Lockheed lands huge airborne intelligence contract

Defense giant Lockheed Martin Corp. won a $879 million contract from the U.S. Army to develop a next-generation airborne intelligence, surveillance, reconnaissance and target identification system, the company said today.

The contract has a potential value of more than $7 billion during its expected 20-year life.

Called the Aerial Common Sensor, the system will replace current aircraft technology, including the Army's Guardrail Common Sensor, the Airborne Reconnaissance Low aircraft and the Navy's fleet of EP-3 aircraft.

Under the contract, Lockheed Martin will combine and enhance the capabilities of the current systems on these platforms into a single intelligence, surveillance and reconnaissance package on the Embraer ERJ-145 aircraft platform, the company said.

Lockheed Martin's Aerial Common Sensor system identifies threats in real-time.

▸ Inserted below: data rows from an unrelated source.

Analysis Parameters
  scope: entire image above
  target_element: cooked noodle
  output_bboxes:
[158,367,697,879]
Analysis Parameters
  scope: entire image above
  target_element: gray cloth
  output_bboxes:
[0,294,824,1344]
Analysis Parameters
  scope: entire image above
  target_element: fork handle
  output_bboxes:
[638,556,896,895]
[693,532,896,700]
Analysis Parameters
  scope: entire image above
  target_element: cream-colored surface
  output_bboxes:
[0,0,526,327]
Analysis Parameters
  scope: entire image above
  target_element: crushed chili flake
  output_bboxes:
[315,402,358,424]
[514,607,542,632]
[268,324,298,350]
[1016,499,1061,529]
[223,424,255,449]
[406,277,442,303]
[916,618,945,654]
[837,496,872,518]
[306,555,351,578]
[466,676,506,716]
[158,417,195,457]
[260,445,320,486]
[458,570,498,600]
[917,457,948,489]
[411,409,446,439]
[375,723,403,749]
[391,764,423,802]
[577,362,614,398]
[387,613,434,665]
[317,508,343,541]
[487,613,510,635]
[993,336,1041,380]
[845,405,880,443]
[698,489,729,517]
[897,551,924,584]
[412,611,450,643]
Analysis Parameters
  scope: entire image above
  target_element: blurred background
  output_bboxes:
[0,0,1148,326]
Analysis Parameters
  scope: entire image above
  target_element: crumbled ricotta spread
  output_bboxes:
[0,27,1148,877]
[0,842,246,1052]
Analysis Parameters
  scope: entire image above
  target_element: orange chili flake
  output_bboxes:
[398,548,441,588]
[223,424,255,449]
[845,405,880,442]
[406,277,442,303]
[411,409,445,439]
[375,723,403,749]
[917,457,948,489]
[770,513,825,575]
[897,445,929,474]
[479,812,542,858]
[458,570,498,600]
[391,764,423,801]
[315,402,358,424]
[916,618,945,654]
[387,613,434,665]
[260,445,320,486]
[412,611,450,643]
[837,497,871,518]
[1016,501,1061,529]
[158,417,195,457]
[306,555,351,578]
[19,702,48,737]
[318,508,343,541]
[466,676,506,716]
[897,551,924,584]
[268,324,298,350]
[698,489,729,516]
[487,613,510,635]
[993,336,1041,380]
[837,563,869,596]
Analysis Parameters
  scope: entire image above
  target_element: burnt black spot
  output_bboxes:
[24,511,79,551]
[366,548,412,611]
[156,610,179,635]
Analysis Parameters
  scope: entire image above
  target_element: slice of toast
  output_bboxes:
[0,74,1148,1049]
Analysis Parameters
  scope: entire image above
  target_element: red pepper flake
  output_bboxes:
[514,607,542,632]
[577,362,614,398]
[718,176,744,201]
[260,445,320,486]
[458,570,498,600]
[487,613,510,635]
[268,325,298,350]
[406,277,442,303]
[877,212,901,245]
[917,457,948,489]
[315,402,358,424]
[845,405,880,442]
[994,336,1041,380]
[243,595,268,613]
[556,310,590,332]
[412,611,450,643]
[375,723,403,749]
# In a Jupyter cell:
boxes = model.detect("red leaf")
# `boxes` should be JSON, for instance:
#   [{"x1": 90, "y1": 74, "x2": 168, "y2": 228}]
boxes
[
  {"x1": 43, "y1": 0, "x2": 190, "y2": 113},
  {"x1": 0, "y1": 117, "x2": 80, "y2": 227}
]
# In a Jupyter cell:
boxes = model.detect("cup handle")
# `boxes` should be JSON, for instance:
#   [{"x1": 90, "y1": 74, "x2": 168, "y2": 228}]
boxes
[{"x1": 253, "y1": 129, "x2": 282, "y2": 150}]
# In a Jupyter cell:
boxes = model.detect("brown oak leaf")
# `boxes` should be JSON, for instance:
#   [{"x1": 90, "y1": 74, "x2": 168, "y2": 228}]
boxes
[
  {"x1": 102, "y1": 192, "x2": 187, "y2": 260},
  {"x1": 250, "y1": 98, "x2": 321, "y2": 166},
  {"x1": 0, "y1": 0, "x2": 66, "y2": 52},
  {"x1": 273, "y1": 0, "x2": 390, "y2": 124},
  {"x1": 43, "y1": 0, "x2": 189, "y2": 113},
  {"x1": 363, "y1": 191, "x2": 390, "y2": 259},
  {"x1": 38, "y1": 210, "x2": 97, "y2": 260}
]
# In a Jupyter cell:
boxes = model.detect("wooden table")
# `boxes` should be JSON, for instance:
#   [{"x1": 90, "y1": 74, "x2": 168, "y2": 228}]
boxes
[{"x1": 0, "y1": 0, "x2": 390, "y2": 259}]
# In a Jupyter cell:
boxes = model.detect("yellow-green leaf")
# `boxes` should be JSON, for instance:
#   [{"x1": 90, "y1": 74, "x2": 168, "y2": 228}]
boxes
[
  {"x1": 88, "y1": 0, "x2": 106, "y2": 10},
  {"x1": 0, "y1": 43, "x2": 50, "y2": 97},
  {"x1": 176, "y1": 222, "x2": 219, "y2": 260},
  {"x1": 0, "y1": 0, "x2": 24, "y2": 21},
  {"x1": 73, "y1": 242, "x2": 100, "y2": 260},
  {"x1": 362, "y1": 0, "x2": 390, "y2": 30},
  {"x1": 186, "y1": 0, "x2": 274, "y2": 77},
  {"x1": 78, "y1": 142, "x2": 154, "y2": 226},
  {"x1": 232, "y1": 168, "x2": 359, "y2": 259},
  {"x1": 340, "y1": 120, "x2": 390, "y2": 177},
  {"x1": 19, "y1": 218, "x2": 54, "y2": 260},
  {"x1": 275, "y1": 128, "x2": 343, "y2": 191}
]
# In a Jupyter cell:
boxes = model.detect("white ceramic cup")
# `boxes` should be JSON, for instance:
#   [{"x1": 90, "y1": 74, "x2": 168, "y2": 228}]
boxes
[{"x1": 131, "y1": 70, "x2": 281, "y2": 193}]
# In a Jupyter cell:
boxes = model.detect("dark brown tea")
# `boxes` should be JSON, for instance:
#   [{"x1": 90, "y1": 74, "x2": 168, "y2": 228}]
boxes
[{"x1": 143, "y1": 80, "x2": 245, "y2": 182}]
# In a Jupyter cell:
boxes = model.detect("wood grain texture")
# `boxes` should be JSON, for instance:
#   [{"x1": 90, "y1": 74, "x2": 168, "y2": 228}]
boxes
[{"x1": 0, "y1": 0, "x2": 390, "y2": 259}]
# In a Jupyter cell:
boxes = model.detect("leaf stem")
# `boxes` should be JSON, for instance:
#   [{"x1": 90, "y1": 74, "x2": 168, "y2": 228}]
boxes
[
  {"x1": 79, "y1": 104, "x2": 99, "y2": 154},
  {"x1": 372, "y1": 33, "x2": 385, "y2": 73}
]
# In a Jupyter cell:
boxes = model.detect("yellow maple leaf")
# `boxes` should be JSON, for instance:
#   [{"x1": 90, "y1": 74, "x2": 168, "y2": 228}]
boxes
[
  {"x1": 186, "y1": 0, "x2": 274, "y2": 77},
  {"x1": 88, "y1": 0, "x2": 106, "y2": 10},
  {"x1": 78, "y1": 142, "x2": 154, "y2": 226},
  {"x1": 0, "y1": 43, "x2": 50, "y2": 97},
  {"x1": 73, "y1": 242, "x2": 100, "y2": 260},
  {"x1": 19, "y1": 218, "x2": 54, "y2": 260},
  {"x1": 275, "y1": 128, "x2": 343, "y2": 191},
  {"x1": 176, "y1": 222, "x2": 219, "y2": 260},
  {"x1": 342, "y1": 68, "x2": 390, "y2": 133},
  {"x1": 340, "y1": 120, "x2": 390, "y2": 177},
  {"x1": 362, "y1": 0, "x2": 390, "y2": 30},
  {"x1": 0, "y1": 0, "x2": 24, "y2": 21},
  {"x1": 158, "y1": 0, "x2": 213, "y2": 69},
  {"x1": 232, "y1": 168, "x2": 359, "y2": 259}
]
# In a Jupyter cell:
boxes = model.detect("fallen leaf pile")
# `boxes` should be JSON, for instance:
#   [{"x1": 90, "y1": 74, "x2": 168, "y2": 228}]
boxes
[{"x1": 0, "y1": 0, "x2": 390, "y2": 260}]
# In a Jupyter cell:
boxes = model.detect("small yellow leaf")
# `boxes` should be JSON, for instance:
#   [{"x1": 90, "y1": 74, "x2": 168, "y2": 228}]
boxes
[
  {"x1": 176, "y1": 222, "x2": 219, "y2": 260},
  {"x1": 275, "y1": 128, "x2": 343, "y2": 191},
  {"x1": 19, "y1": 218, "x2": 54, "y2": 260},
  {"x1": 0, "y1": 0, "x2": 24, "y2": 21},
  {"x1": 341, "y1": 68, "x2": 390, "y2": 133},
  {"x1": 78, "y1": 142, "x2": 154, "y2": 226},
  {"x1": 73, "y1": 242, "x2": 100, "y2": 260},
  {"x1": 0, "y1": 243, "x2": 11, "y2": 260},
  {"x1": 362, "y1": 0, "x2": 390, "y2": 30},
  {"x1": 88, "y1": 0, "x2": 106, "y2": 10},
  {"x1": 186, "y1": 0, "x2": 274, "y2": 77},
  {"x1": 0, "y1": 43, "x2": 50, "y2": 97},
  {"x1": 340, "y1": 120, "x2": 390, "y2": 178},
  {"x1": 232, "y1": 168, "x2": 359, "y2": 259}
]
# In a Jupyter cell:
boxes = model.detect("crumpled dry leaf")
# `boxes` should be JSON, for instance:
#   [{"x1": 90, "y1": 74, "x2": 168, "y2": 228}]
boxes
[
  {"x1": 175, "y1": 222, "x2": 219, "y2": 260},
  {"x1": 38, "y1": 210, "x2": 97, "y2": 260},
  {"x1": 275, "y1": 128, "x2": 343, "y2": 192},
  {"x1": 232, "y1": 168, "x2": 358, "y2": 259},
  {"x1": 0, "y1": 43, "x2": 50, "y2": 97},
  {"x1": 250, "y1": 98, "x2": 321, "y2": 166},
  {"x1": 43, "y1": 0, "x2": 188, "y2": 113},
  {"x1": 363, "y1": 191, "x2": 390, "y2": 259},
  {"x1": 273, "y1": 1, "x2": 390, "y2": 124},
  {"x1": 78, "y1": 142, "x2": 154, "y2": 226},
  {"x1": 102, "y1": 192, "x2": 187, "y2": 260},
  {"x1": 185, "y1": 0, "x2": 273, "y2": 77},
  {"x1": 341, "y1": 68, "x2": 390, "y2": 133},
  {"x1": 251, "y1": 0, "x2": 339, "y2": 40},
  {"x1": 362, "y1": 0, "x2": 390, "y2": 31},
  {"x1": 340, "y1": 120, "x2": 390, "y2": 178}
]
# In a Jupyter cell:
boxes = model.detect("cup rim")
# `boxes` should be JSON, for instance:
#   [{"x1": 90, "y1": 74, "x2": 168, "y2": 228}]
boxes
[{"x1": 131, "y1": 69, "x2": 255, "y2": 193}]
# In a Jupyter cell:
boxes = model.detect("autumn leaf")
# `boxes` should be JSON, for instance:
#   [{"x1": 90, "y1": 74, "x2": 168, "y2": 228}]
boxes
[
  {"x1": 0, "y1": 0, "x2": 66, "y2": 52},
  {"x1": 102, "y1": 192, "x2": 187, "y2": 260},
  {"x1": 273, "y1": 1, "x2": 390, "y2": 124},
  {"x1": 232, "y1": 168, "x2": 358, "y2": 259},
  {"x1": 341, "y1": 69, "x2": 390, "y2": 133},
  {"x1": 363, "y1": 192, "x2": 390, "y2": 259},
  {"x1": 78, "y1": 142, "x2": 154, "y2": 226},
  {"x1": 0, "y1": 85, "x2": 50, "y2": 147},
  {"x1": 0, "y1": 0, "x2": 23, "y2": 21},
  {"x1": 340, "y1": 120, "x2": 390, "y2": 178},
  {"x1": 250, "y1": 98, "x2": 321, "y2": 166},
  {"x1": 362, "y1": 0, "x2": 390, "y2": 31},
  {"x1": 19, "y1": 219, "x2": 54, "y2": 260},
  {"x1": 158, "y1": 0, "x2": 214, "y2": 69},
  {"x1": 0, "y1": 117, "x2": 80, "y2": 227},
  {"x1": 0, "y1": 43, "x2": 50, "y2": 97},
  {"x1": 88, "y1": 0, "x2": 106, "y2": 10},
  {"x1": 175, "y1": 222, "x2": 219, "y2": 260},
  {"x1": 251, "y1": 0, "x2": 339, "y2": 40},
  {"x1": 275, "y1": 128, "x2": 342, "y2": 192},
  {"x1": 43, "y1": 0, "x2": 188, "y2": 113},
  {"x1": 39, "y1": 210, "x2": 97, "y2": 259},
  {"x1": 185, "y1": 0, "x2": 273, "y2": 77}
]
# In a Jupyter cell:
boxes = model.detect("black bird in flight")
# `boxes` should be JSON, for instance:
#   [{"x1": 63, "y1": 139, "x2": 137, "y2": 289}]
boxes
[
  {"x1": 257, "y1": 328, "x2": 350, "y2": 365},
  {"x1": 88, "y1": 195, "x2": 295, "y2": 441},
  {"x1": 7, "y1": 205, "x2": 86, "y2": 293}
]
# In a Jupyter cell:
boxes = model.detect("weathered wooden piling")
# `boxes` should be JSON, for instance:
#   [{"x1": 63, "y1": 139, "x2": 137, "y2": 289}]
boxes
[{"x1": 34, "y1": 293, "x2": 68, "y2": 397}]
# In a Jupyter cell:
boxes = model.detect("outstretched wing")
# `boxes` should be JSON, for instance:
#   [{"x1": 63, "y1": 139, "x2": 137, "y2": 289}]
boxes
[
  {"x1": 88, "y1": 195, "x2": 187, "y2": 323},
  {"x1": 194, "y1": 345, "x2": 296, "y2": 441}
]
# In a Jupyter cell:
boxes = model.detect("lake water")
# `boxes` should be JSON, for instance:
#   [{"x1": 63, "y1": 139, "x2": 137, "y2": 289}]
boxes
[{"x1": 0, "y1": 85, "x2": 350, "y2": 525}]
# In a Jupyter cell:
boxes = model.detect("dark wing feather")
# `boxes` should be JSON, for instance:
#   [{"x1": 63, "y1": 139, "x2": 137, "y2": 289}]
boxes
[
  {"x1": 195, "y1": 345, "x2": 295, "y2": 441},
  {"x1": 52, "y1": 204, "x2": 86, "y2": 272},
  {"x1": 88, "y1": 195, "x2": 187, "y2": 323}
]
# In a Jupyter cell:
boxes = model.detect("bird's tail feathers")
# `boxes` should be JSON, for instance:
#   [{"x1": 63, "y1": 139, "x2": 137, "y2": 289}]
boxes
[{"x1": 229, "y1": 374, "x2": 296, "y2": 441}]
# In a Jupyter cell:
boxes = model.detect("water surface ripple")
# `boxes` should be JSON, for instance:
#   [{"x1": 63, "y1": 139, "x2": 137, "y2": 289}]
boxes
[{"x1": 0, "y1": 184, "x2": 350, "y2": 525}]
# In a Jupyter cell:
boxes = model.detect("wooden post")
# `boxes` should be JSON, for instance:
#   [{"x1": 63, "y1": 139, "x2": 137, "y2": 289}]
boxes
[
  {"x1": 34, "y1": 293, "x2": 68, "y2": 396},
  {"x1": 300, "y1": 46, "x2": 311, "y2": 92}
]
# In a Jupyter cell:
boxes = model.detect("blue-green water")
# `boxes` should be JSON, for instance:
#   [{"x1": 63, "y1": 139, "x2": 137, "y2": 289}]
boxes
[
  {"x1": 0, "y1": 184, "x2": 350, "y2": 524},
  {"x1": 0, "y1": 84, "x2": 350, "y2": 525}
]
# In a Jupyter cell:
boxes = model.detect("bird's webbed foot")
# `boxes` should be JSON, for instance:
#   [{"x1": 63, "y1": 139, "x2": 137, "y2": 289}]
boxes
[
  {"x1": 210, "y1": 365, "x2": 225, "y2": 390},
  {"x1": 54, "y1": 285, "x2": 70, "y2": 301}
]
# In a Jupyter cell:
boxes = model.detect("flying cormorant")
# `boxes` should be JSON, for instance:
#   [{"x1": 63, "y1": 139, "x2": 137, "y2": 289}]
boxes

It also provides instant access to intelligence from manned, unmanned and space-based intelligence, surveillance and reconnaissance systems, as well as persistent surveillance capabilities.

"With Aerial Common Sensor, warfighters can see and act first with greater speed and accuracy," said Stan Sloane, executive vice president of Lockheed Martin's Integrated Systems & Solutions business unit. "Our team will deliver a highly sophisticated system that will help enable net-centric operations and provide a tactical overwatch for the future force."

Lockheed Martin's team members on the project include Argon Engineering Associates Inc., BAE Systems Inc., General Dynamics Corp., Harris Corp., L-3 Communications Corp. and Raytheon Co.

Headquartered in Bethesda, Md., Lockheed Martin's employs 130,000 workers worldwide and had 2003 revenue of $31.8 billion. It has held the No. 1 position on Washington Technology's Top 100 list of federal prime contractors for the past 10 years.